# Used parts in Corvallis-Albany-Salem-Eugene area?



## undies (Oct 13, 2005)

Does anyone know of good used parts/bike sources in the mid-Willamette Valley?


----------



## asterisk (Oct 21, 2003)

I don't know about Eugene but I've lived in Corvallis and Salem and can say the pickings are slim in either of those. You might be better off taking a trip to Portland and visiting City Bikes Coop. I'm not even sure if Albany has a bike shop anymore... I know there used to be one downtown near the HWY 20 bridge but it moved or closed.


----------



## undies (Oct 13, 2005)

Albany has a Bike-n-Hike; it's been there for a while, over by the post office. It's a small shop but nice and the staff is great. They helped me out quite a bit during a recent SS conversion of an old garage sale Univega. No used stuff at Bike-n-Hike though. 

There is also a Schwinn shop near the bridges - probably the one you're thinking of - but they only seem to stock kids bikes, cruisers, and low-end MTBs so I haven't been in there for a while. 

Thanks for the tip on City Bikes Coop.

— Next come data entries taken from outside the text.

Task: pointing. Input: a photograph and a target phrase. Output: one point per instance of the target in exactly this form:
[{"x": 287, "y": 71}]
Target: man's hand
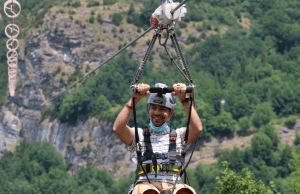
[
  {"x": 179, "y": 91},
  {"x": 143, "y": 91}
]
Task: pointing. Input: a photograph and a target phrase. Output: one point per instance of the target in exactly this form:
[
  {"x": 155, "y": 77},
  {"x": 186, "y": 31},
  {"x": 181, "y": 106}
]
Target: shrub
[
  {"x": 99, "y": 18},
  {"x": 297, "y": 139},
  {"x": 131, "y": 9},
  {"x": 93, "y": 3},
  {"x": 109, "y": 2},
  {"x": 76, "y": 4},
  {"x": 92, "y": 19},
  {"x": 117, "y": 18},
  {"x": 54, "y": 73},
  {"x": 70, "y": 141}
]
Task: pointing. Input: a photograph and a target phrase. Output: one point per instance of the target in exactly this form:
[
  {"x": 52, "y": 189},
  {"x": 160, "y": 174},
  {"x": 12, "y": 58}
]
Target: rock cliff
[{"x": 59, "y": 44}]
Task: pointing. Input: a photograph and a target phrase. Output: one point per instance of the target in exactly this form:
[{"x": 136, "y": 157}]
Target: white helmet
[{"x": 166, "y": 100}]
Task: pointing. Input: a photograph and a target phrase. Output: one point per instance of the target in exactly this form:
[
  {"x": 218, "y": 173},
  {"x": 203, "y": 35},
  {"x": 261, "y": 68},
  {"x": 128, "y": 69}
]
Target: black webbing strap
[
  {"x": 172, "y": 147},
  {"x": 137, "y": 139}
]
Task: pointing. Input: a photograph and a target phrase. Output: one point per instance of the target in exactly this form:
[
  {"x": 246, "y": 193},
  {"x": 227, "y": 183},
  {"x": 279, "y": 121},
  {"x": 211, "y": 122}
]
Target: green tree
[
  {"x": 296, "y": 173},
  {"x": 131, "y": 9},
  {"x": 99, "y": 18},
  {"x": 231, "y": 183},
  {"x": 244, "y": 125},
  {"x": 117, "y": 18},
  {"x": 261, "y": 146},
  {"x": 262, "y": 115},
  {"x": 224, "y": 125},
  {"x": 269, "y": 130}
]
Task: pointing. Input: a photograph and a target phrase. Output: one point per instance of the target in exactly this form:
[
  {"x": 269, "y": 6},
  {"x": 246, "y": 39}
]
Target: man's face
[{"x": 159, "y": 114}]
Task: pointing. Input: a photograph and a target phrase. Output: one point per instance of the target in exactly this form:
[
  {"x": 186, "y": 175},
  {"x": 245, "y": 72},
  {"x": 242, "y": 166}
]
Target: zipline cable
[{"x": 105, "y": 61}]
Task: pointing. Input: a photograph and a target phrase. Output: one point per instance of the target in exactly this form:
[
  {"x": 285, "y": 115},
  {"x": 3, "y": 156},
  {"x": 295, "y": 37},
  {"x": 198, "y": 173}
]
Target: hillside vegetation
[{"x": 249, "y": 58}]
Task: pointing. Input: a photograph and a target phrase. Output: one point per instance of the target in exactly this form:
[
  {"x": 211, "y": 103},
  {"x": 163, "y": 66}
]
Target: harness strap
[{"x": 162, "y": 167}]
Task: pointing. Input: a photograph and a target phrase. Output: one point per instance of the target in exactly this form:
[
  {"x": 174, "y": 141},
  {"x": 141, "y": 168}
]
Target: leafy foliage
[
  {"x": 296, "y": 173},
  {"x": 117, "y": 18},
  {"x": 231, "y": 183},
  {"x": 38, "y": 168}
]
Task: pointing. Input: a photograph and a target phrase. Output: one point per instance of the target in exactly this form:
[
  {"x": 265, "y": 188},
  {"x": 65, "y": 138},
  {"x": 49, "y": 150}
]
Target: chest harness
[{"x": 172, "y": 155}]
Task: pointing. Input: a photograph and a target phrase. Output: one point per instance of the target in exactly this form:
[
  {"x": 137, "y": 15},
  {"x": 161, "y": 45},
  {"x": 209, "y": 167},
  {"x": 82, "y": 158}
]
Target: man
[{"x": 158, "y": 143}]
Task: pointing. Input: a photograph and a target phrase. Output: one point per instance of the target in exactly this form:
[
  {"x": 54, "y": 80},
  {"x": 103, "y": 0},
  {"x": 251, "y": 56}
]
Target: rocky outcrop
[{"x": 59, "y": 44}]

I will check it out on my next semi-annual trip to the big city


----------



## asterisk (Oct 21, 2003)

Duh, didn't even think about the Bike N' Hike... I don't get through Albany too much.

Anyhoo, City Bikes has tons o' parts, you can usually find what you are looking for. I'm sure there is something similar in Eugene but I don't know that area very well either.


----------